Mon, 24 Nov 2008
The Saudi Arabia of Lithium

Forbes Magazine

The gas engine made petroleum the world's biggest commodity. The electric car could do the same for the third element on the periodic table.

Nothing grows in the heart of the Salar de Atacama. this ancient Chilean lake bed 700 miles north of Santiago may be the driest place on Earth, a wasteland strewed with salt-encrusted rocks that resemble cow pies. Annual rainfall on the salar (which in Spanish means "salt lake") rarely tops a few millimeters. The cloudless skies combine with the high altitude, 1.4 miles above sea level, to produce punishing solar radiation, capable of frying exposed flesh in minutes.

Humans would steer clear of the Salar de Atacama were it not for the precious brine that bubbles 130 feet below its surface. When first pumped from the ground, the brine looks like slushy, dirt-stained snow, of the sort that piles up on Manhattan sidewalks after a spring flurry. But when left to broil beneath the desert sun, the water in the brine slowly evaporates, leaving behind a yellowy mineral bath that could easily be mistaken for olive oil.

This greasy solution yields the substance that makes modern life possible: lithium. The lightest of all metals, lithium is the key ingredient in the rechargeable batteries that keep cell phones and laptops humming. Chile is the Saudi Arabia of lithium. According to the U.S. Geological Survey, this single ancient lake bed contains 27% of the world's reserve base of the metal.

Until recently lithium was a minor commodity, used in small quantities by manufacturers of glass, grease and mood-stabilizing drugs. But demand has skyrocketed in recent years, as BlackBerrys and iPods have become middle-class staples. Between 2003 and 2007 the battery industry doubled its consumption of lithium carbonate, the most common ingredient used in lithium-based products.

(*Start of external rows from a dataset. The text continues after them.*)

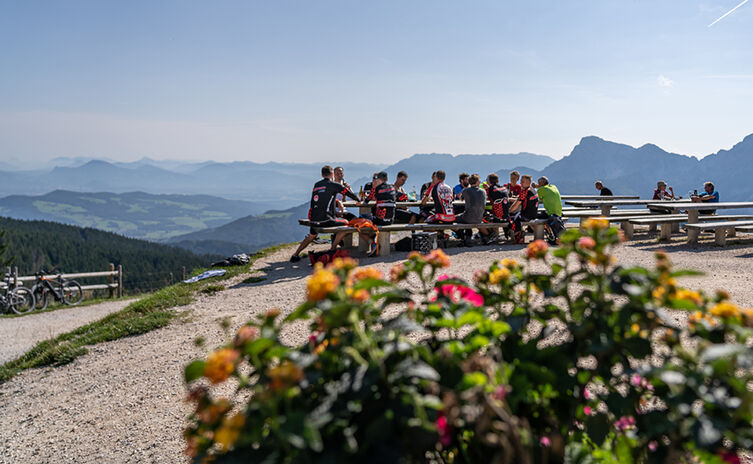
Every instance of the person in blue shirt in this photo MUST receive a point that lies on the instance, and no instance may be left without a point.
(710, 196)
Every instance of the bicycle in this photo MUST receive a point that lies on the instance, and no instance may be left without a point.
(66, 291)
(20, 300)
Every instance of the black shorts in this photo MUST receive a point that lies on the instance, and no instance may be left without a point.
(337, 222)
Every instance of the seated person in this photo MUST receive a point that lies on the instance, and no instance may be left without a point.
(499, 198)
(710, 196)
(524, 208)
(661, 191)
(402, 214)
(322, 210)
(475, 206)
(603, 191)
(514, 189)
(441, 194)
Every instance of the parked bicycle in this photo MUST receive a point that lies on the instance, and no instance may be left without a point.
(20, 300)
(66, 291)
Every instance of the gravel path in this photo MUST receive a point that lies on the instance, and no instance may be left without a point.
(19, 334)
(123, 402)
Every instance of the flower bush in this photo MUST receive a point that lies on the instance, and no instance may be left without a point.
(564, 356)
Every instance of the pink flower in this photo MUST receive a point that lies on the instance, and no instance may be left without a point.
(445, 438)
(587, 243)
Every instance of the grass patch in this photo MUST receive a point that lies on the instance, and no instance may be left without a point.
(147, 314)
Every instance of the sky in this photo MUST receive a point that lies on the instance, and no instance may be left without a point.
(371, 81)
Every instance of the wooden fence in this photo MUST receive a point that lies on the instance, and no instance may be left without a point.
(114, 284)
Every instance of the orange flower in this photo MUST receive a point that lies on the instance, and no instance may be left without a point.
(245, 334)
(284, 375)
(321, 283)
(229, 431)
(438, 258)
(221, 364)
(537, 249)
(725, 309)
(597, 223)
(363, 273)
(499, 275)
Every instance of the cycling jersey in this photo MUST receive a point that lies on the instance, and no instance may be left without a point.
(385, 202)
(322, 206)
(499, 199)
(442, 196)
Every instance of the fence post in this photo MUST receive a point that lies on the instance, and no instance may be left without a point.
(120, 281)
(112, 280)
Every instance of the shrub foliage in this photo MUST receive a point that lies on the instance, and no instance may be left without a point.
(565, 356)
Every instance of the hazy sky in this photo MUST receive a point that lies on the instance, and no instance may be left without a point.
(369, 80)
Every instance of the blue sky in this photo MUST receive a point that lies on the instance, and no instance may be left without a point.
(336, 80)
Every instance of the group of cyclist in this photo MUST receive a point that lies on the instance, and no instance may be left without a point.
(513, 203)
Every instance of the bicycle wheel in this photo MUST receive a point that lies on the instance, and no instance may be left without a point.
(21, 300)
(72, 293)
(40, 297)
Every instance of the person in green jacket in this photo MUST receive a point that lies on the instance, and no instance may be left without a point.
(549, 195)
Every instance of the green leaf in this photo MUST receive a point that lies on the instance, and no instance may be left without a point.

The lithium bonanza may just be starting. Lithium-ion batteries are integral to the automobile industry's plans to wean itself off fossil fuels. The hotly anticipated Chevrolet Volt, a plug-in hybrid car slated to debut in 2010, will use a lithium-ion battery alongside a 1.4-liter gas engine. Mercedes plans to roll out a hybrid version of its S-Class sedan in 2009 and will similarly rely on lithium-ion technology to produce superior mileage. Nissan (nasdaq: NSANY) is working with NEC to mass-produce lithium-ion batteries for hybrids, in hopes of churning out 65,000 per year by 2010.

Since a vehicle battery requires a hundred times as much lithium carbonate as its laptop equivalent, the green-car revolution could make lithium one of the planet's most strategic commodities. The rush is on to find and develop new sources of it, a race that has mining companies scouring the globe's remotest corners, from the high-altitude deserts of Chile and Bolivia to the wilds of northern Tibet. The prospectors seem undeterred by the possibility that lithium's automotive heyday could be cut short by the cost and complexity of lithium-ion batteries. They prefer instead to focus on optimistic forecasts. Kevin McCarthy, a commodity chemicals analyst at Bank of America (nyse: BAC), sees the potential for double-digit annual sales growth for lithium carbonate at least through 2012.

Such rosy short-term predictions have investors swooning over Sociedad Química y Minera de Chile S.A., or SQM, the Chilean fertilizer and mining company that produces nearly a third of the world's lithium carbonate and whose leather-skinned employees brave the Salar de Atacama for the sake of gadget lovers. In the past three years the Big Board-traded shares of SQM have climbed from $11 to $22. In the first six months of 2008 SQM reported a profit of $191 million, up 103% from a year earlier, on sales of $787 million, up 41%.